CONGRESSIONAL RECORD - SENATE
MARCH 10, 1960
DEBATE ON CLOTURE ON CIVIL RIGHTS BILL.
Mr. MUSKIE. Mr. President, I have been a member of minority groups for most of my life. As a matter of fact, I suspect I am a member of the minority group on the question of cloture. So out of that experience I think I may say that I am a believer in full and free debate. But full and free debate may mean one thing to a taciturn New Englander, and another to our southern friends. But by their standard, I am sure we can agree as reasonable men that a time comes when we must stop talking and begin legislating. I confess that the answer to this question is not an exact one.

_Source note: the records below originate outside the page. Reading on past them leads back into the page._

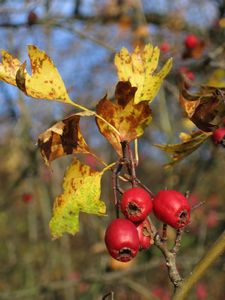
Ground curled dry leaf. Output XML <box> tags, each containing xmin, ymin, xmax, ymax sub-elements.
<box><xmin>38</xmin><ymin>114</ymin><xmax>90</xmax><ymax>165</ymax></box>
<box><xmin>115</xmin><ymin>44</ymin><xmax>172</xmax><ymax>104</ymax></box>
<box><xmin>96</xmin><ymin>82</ymin><xmax>152</xmax><ymax>156</ymax></box>
<box><xmin>155</xmin><ymin>130</ymin><xmax>212</xmax><ymax>167</ymax></box>
<box><xmin>180</xmin><ymin>84</ymin><xmax>225</xmax><ymax>132</ymax></box>
<box><xmin>49</xmin><ymin>159</ymin><xmax>108</xmax><ymax>238</ymax></box>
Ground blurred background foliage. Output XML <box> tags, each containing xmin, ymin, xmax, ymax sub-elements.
<box><xmin>0</xmin><ymin>0</ymin><xmax>225</xmax><ymax>300</ymax></box>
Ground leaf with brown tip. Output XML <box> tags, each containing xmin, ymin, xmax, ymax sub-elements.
<box><xmin>96</xmin><ymin>81</ymin><xmax>152</xmax><ymax>156</ymax></box>
<box><xmin>155</xmin><ymin>130</ymin><xmax>212</xmax><ymax>167</ymax></box>
<box><xmin>180</xmin><ymin>85</ymin><xmax>225</xmax><ymax>132</ymax></box>
<box><xmin>16</xmin><ymin>45</ymin><xmax>72</xmax><ymax>104</ymax></box>
<box><xmin>38</xmin><ymin>114</ymin><xmax>90</xmax><ymax>165</ymax></box>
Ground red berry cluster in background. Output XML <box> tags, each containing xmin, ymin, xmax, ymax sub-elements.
<box><xmin>105</xmin><ymin>187</ymin><xmax>190</xmax><ymax>262</ymax></box>
<box><xmin>184</xmin><ymin>34</ymin><xmax>199</xmax><ymax>49</ymax></box>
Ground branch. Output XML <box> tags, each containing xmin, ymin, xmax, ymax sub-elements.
<box><xmin>0</xmin><ymin>12</ymin><xmax>203</xmax><ymax>33</ymax></box>
<box><xmin>173</xmin><ymin>231</ymin><xmax>225</xmax><ymax>300</ymax></box>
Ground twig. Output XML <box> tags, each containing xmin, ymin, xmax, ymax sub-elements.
<box><xmin>173</xmin><ymin>231</ymin><xmax>225</xmax><ymax>300</ymax></box>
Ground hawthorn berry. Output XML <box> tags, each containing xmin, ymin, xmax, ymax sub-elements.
<box><xmin>137</xmin><ymin>219</ymin><xmax>153</xmax><ymax>250</ymax></box>
<box><xmin>120</xmin><ymin>187</ymin><xmax>153</xmax><ymax>222</ymax></box>
<box><xmin>153</xmin><ymin>190</ymin><xmax>191</xmax><ymax>229</ymax></box>
<box><xmin>184</xmin><ymin>34</ymin><xmax>199</xmax><ymax>49</ymax></box>
<box><xmin>212</xmin><ymin>127</ymin><xmax>225</xmax><ymax>145</ymax></box>
<box><xmin>105</xmin><ymin>219</ymin><xmax>139</xmax><ymax>262</ymax></box>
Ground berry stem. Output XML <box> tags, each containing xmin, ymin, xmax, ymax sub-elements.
<box><xmin>171</xmin><ymin>228</ymin><xmax>184</xmax><ymax>255</ymax></box>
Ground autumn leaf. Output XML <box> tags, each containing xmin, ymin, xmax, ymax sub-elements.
<box><xmin>115</xmin><ymin>44</ymin><xmax>172</xmax><ymax>104</ymax></box>
<box><xmin>0</xmin><ymin>50</ymin><xmax>21</xmax><ymax>86</ymax></box>
<box><xmin>155</xmin><ymin>130</ymin><xmax>212</xmax><ymax>167</ymax></box>
<box><xmin>38</xmin><ymin>114</ymin><xmax>90</xmax><ymax>165</ymax></box>
<box><xmin>180</xmin><ymin>84</ymin><xmax>225</xmax><ymax>132</ymax></box>
<box><xmin>96</xmin><ymin>82</ymin><xmax>152</xmax><ymax>156</ymax></box>
<box><xmin>13</xmin><ymin>45</ymin><xmax>72</xmax><ymax>104</ymax></box>
<box><xmin>49</xmin><ymin>159</ymin><xmax>108</xmax><ymax>238</ymax></box>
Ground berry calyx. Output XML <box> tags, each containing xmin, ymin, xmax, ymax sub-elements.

It is not possible to add up numerical quantities and to reach an answer upon which everyone can agree. It is a question of judgment. In deciding the question of judgment, it seems to me that we have a tactical problem which appears differently to all of us, depending upon our views on the main question. We also have a substantive problem.
From the point of view of the pro-civil-rights advocates, the tactical question is, At what point can we get cloture in such a way as to exert the maximum pressure for meaningful legislation?
The tactical question from the point of view of the anti-civil-rights Senators is, How long can we delay the bringing of pressure for legislation so as to minimize the effectiveness of such legislation?
Then, of course, there is the third group among us, who would like to define or develop as broad an area of agreement as possible.
On the tactical point, I take the position which prompted me to sign the cloture motion. It seems to me that if we are to get meaningful legislation, and also legislation which will take a broader ground concerning the rights of minorities, now is the time for us to begin hammering out the details.
The substantive question involved in the cloture motion relates to the kind of legislation which we hope to enact. The substantive question is this: Shall we wait before invoking cloture until 67 Senators agree upon the nature of the bill we should have? Or shall we begin to legislate, in effect, as a committee of the whole on the various proposals before the Senate, knocking them up or knocking them down, and coming up with a bill on the floor of the Senate which reflects the consensus of judgment on the floor?